On June 5 I did my first public reading at the Writers’ Federation of Nova Scotia’s Annual General Meeting. I have to say, it’s fun showing up on the same page as Alistair MacLeod and Shandi Mitchell!
Three other participants read, too. I heard touching excerpts from the memoirs of Mary Jane Copps and Sarah Jewel and the colourful poetry of Brian Braganza.
A public reading should be just be enough to whet your audience’s appetite, and with Stephens’ help, I chose a section with a bit of drama. I read a two-page excerpt from chapter three of The Last Honest Man in Havana. It was a little nerve-wracking, but this was a supportive group, not a room full of literary agents. They gave me a great round of applause and I enjoyed the experience more than I thought I would.
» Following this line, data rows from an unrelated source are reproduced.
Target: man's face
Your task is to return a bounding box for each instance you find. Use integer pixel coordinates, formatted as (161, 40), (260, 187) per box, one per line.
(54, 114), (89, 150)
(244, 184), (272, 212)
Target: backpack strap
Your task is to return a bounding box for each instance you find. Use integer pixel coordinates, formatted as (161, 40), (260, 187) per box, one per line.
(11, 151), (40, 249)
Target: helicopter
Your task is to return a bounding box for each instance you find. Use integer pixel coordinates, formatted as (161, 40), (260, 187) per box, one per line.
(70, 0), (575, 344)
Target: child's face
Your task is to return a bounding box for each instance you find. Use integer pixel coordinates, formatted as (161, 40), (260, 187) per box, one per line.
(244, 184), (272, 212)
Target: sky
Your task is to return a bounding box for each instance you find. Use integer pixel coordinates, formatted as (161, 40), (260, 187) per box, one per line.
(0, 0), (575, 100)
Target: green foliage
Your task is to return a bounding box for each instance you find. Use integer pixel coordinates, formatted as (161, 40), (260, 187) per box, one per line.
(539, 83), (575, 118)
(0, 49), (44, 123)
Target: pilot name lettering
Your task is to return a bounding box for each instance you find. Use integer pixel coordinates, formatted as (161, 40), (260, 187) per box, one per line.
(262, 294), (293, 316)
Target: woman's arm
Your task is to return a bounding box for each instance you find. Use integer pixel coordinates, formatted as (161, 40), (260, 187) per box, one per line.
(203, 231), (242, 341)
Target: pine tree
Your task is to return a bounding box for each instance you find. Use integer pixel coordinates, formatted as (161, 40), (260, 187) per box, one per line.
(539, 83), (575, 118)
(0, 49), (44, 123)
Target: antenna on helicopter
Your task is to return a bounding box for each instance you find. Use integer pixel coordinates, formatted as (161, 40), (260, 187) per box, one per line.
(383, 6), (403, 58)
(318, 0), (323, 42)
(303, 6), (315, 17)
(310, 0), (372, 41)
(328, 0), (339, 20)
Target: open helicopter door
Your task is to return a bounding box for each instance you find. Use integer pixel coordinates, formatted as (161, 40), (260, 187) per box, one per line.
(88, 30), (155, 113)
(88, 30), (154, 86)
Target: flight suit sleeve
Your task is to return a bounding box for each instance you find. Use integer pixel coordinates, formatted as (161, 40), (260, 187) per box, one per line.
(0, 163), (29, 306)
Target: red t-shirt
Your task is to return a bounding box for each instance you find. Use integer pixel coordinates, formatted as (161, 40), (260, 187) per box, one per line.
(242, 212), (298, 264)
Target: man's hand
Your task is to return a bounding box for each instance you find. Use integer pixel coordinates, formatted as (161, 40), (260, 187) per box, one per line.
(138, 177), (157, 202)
Chapter three is set in April 1980, when a hijacked bus crashed through the gates of the Peruvian embassy. This resulted in more than 11,000 Cubans claiming refugee status behind the gates. Not long after, more than 100,000 Cubans left the country via the Mariel Boatlift.
I wanted to visit the site of the former embassy during my last trip to Cuba. I’d heard it had been converted into a museum, The March of the Fighting People Museum. I wanted to see the fence, the gate and imagine the garden and all that transpired there. We shouldn’t have been so surprised to discover that the entire building is gone and is now the site of a small hotel. The March of the Fighting People Museum still exists, but has moved a few blocks over.
I was disappointed about the changes, but went in to visit the museum anyway. It cost one peso, or 25 cents. If you’re travelling to Cuba, I wouldn’t advise putting this high on your priority list. It’s only got one item that has anything to do with the incident at the Peruvian embassy: the rifle of José Ortiz Cabrera, the guard who was killed when the hijacked bus went through the gate. The Cubans maintain their story that he was hit by the bus. The Peruvians say he was accidentally shot by his colleague in the melee.
The most disturbing thing about all of it is that the younger Cubans I was talking to had never heard about the bus crashing into the embassy. It’s generally not discussed and it’s definitely not taught in the schools.
At home, I was able to find an excellent documentary (only in Spanish) about all the April 1980 events on El Nuevo Herald’s website. They’ve taken it down, but it’s called Mariel 25 and can be ordered from Univision by calling 1-877-CUBANOS.